WASHINGTON – Armies of “tea party” conservatives who rallied in town halls last month to oppose President Obama’s $1 trillion health care plan are taking their protest movement to the Capitol on Saturday to call for its defeat. .
Those who thought the hundreds of tax day rallies that took place across the country on April 15 were a flash in the pan better think again. It’s a grassroots movement that has been gaining strength ever since, fueled by newly pending bills in Congress that seek to historically expand government power over the nation’s private health care system.
The tea party’s march on Washington comes three days after Obama appeared before a joint session of Congress on Wednesday to save his troubled health care plans from deeply divided Democratic majorities in the House and Senate, threatening the centerpiece of his domestic agenda and possibly the future of his presidency.
But if you listened to the president’s partisan, Labor Day campaign-style speech to union workers in Cincinnati, Ohio, on Monday, you’d think it’s not Democrats who are the problem – it’s Republicans who are blocking his agenda. Obama says they’re not just blocking it; they block it without proposing any alternatives of their own.
That will be news to Democratic leaders in the House and Senate, who are struggling to get the votes within their own party to bring the bill to a vote despite huge supermajorities in both chambers.
In fact, Republicans have unveiled plans that would expand coverage among the uninsured and also lower medical costs.
Like what? Well, like allowing self-employed people to deduct the cost of health insurance premiums from their taxable income, just as businesses and their employees can now do; providing additional tax incentives and regulatory relief that would encourage diminutive businesses to offer plans to their employees; and offering needed tort reform (which is nowhere to be seen in the Democrat bills) that is contributing greatly to escalating health care costs and has driven many physicians out of their field.
To say that there are deep divisions among congressional Democrats over the president’s call for a fully government-subsidized health insurance system that would unfairly compete with private sector plans (and put many of them out of business) is like saying that the Grand Canyon it’s a huge hole in the ground. House Democrats are moving to implement a public plan, despite concerns from many in their caucus about its atmospheric costs. However, in the Senate, Max Baucus of Montana, chairman of the Finance Committee, has prepared a bill that completely bypasses the public option. In its place will be quasi-private, not-for-profit insurance cooperatives that would ostensibly be established with one-time federal start-up funding, but would most likely last forever.
Thus, the White House faces the hazardous prospect of two legislative trains hurtling toward each other – a public option plan in the House and a non-public option in the Senate.
However, these competing bills are about more than just a public option. Costly mandates are being imposed on the insurance industry. Americans who are uninsured will be required to obtain coverage. Small businesses will be required to offer it. New taxes, fees and penalties will be imposed. Government entry into the health care industry would be massive, harmful, and comprehensive.
Well, Americans have had a lot to say about this over the past month, storming hundreds of town hall meetings to air their grievances. Most Democratic lawmakers remained unmoved, with many turning against their party’s plan and some going into hiding and canceling town meetings altogether.
But most got the message that the president had lost the majority of Americans’ support for his signature.

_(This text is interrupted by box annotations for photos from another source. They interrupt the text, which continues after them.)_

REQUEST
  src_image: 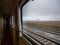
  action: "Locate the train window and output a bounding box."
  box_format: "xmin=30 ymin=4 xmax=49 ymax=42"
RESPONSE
xmin=22 ymin=0 xmax=60 ymax=45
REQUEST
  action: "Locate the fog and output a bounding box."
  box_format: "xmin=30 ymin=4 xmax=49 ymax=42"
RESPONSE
xmin=23 ymin=0 xmax=60 ymax=21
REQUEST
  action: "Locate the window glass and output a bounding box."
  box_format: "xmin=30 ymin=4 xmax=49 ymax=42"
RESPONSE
xmin=22 ymin=0 xmax=60 ymax=42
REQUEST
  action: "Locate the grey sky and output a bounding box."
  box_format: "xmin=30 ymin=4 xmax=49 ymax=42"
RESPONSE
xmin=23 ymin=0 xmax=60 ymax=21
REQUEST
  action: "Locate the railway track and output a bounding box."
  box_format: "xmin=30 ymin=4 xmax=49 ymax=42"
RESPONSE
xmin=23 ymin=28 xmax=59 ymax=45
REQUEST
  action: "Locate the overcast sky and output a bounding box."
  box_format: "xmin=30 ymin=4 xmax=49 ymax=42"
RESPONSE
xmin=23 ymin=0 xmax=60 ymax=21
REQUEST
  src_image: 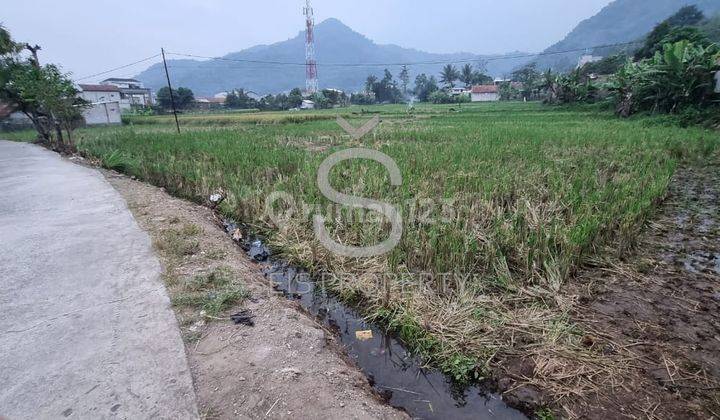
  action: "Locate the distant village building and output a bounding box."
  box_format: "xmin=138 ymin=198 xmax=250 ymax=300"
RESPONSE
xmin=195 ymin=96 xmax=226 ymax=110
xmin=470 ymin=84 xmax=500 ymax=102
xmin=100 ymin=77 xmax=153 ymax=110
xmin=78 ymin=84 xmax=122 ymax=125
xmin=577 ymin=54 xmax=602 ymax=68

Now, Tea Party protesters are marching down Pennsylvania Avenue in a show of force touted as the largest gathering of conservatives in history.
The Tea Party Express bus caravan is slowly making its way across the country, from the West Coast to the East Coast, on an ambitious 17-day, 34-rally tour that has seen thousands come out to join the protest movement. Organizers say between 25,000 and 50,000 demonstrators are expected to gather in Washington to demonstrate their opposition.

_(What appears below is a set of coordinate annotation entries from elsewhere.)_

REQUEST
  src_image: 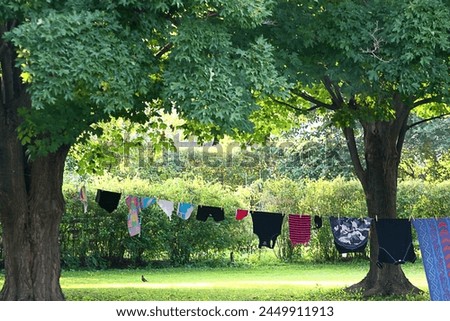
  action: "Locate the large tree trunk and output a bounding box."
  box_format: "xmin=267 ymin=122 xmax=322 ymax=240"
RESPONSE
xmin=0 ymin=29 xmax=69 ymax=300
xmin=345 ymin=110 xmax=420 ymax=296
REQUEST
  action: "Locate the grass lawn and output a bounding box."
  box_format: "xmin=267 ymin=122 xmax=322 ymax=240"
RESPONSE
xmin=31 ymin=262 xmax=429 ymax=301
xmin=0 ymin=262 xmax=429 ymax=301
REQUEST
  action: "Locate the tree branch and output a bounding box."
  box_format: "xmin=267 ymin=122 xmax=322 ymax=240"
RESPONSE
xmin=322 ymin=76 xmax=344 ymax=110
xmin=406 ymin=113 xmax=450 ymax=130
xmin=396 ymin=112 xmax=409 ymax=162
xmin=411 ymin=97 xmax=437 ymax=109
xmin=155 ymin=42 xmax=173 ymax=59
xmin=272 ymin=98 xmax=322 ymax=114
xmin=292 ymin=89 xmax=335 ymax=110
xmin=343 ymin=127 xmax=367 ymax=189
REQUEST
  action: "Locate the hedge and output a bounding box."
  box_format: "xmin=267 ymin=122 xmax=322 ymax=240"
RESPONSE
xmin=1 ymin=176 xmax=450 ymax=268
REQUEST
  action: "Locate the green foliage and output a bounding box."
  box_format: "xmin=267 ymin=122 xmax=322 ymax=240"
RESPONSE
xmin=57 ymin=172 xmax=450 ymax=268
xmin=62 ymin=177 xmax=251 ymax=268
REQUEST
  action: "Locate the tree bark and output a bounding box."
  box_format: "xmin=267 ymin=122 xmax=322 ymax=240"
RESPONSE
xmin=0 ymin=27 xmax=69 ymax=300
xmin=344 ymin=111 xmax=420 ymax=296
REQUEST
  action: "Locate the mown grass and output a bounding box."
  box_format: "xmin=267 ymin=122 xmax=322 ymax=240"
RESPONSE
xmin=0 ymin=262 xmax=429 ymax=301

“The health care issue and the town halls really galvanized them and brought everyone together. People who come to our rallies believe very strongly that they (the administration) are trying to shove it down people’s throats,” Levi Russell, a spokesman for Tea Party Express, told me.
There are three essential things happening in all of this. The president and his party are learning a needed lesson about overreaching. The once-destroyed Republican base has found its voice again. And participatory democracy is alive and well in America.